|Alfredo Aceves: ‘Why don’t you ask the umpire how he missed the pitch?’||08.05.12 at 12:28 am ET|
The Red Sox were one out, one strike from victory.
Closer Alfredo Aceves thought he had Joe Mauer on a 2-2 fastball away. But home plate umpire David Rackley did not ring up the former AL MVP, and so, with the Red Sox clinging to a 4-3 lead and Twins runners on second and third with two outs, Mauer had a new lease on life. On the full-count offering, Mauer unloaded on another fastball from Aceves, depositing his seventh homer of the year just over the Green Monster for the decisive three-run homer in Minnesota’s 6-4 victory.
The homer was a crushing blow to the Red Sox, who had just taken the lead the previous half-inning on a Pedro Ciriaco pinch-hit home run and then added an insurance run. Instead of emerging with an emotional win, Boston fell hard to a seemingly impossible new low for the 2012 season.
The sequence was made even more heartbreaking for the Red Sox thanks to the 2-2 offering, a 95 mph fastball that came very close to the outside corner. Asked whether Mauer’s homer simply represented a poorly located pitch, the closer noted, “I think [the 2-2 pitch] was a strike. … Why don’t you ask the umpire how he missed the pitch before? Ask him,” said Aceves. “It’s part of the game, mistakes. And also I make a mistake the next pitch and that’s it. It cost us the game.”
Aceves had actually given the Sox a shot to mount their rally in the eighth. He inherited a bases-loaded, no-out jam from Andrew Miller in the top of the eighth inning, at a time when the Sox were leading, 2-1. While Aceves allowed the tying run to score on a sac fly, he minimized the damage and with runners on the corners and one out, stranded the two runners to preserve the tie, setting the stage for the Sox to rally and take a 4-2 lead in the bottom of the eighth.
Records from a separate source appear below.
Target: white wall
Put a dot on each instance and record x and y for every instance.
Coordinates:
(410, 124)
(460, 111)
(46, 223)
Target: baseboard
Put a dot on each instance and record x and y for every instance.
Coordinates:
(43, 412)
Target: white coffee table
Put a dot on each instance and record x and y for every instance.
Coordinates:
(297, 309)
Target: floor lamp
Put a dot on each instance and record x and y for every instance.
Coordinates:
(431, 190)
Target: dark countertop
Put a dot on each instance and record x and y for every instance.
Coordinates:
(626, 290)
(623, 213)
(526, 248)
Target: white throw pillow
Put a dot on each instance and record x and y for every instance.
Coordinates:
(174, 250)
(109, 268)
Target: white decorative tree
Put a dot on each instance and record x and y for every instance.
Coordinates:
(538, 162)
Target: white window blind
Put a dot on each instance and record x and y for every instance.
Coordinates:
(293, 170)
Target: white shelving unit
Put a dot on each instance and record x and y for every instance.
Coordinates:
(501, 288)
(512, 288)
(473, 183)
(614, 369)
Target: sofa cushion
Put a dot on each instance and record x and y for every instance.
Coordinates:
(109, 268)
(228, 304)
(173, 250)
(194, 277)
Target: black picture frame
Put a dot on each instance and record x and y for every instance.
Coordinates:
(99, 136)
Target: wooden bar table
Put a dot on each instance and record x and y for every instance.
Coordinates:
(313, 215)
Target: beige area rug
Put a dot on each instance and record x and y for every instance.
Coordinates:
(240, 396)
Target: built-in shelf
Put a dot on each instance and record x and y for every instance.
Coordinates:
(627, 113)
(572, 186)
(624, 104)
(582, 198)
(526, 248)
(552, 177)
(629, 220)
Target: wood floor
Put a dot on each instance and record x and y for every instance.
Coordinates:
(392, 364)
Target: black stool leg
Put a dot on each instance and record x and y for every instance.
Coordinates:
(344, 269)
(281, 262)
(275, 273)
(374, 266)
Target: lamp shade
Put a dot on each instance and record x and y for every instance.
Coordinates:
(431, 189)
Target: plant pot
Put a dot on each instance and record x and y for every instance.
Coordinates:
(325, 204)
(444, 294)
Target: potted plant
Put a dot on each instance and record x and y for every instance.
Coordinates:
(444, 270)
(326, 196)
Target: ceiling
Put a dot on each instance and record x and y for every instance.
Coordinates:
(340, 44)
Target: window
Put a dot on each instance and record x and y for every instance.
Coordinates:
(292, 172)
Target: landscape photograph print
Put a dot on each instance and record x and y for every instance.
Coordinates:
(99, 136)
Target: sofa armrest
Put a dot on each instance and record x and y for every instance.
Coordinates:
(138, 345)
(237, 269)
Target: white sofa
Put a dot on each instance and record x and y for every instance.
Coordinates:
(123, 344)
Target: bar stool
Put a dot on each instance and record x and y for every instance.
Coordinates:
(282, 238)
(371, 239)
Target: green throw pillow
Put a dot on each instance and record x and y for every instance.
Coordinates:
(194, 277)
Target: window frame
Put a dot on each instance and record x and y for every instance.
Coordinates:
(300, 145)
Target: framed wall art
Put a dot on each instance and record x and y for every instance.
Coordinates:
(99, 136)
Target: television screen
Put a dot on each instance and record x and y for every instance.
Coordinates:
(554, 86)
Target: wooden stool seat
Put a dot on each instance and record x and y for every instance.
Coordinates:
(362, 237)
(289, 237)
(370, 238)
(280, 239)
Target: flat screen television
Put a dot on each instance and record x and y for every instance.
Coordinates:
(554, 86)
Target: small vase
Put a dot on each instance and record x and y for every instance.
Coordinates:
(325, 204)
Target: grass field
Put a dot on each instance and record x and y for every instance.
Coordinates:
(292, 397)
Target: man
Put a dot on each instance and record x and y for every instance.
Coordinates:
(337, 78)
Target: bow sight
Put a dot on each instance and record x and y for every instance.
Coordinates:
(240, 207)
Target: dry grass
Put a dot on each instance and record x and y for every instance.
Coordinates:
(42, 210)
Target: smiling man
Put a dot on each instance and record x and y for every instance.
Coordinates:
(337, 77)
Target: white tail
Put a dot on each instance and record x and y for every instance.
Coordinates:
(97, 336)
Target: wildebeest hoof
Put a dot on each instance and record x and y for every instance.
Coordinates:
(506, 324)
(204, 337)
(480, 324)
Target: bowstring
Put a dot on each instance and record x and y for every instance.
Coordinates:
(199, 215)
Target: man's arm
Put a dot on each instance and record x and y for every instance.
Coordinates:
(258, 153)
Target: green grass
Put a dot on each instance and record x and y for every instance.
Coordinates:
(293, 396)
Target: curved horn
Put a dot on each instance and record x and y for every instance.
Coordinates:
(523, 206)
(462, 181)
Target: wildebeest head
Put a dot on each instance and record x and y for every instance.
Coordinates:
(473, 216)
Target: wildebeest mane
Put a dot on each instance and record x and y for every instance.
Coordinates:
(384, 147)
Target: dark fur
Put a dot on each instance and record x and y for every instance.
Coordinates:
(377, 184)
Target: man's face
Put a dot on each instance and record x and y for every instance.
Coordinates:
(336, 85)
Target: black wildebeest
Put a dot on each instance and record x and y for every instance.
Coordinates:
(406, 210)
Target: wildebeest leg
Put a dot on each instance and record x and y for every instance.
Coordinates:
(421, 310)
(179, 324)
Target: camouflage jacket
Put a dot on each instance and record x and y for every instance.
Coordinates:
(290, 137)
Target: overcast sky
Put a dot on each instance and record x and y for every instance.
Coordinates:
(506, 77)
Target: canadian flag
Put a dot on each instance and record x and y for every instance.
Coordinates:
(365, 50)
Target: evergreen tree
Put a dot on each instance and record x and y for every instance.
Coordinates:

But in the ninth, the Twins hit him all over the park, as Aceves permitted a double and RBI single with one out and then, after a fly out, permitting a two-out single and wild pitch to put runners on second and third for Mauer. The last offering of Aceves’ 34-pitch, 1 2/3 inning effort led to the game’s final outcome, but a case can be made that it was the Red Sox closer’s 33rd pitch of the night that was decisive.
Kelly Shoppach thought that the pitch was right on the edge of the plate as well, but he did not say it was a mistake from the umpire.
“You know, 2-2 was really close. Right on the edge. I thought it could have went either way. And then the 3-2 was just a mislocated fastball,” said the catcher.
The 29-year-old closer is 2-7 with a 4.37 ERA after the loss, and he has allowed a home run in each of his last two appearances. Before the last two outings, Aceves had a 3.57 ERA and 22 saves, including a career-long nine-game scoreless appearances immediately preceding his two rough outings against the Twins.
“He has thrown the ball great for us all year and has pitched in some really tough spots,” Shoppach said. “It’s not too many times you see your closer throw three innings at a time and he has done that a few times for us. We feel good with him out there on the mound. He’s got plenty of stuff to get outs, it just didn’t work out tonight.”
Aceves vowed that he would not dwell on his defeat.
“Every game is important. And whatever game is done is done,” said Aceves. “I’m healthy. I’m not going to frustrate myself. For what? Nothing about that, buddy. I’m not frustrated. I have health. I have my parents. They’re really cool.”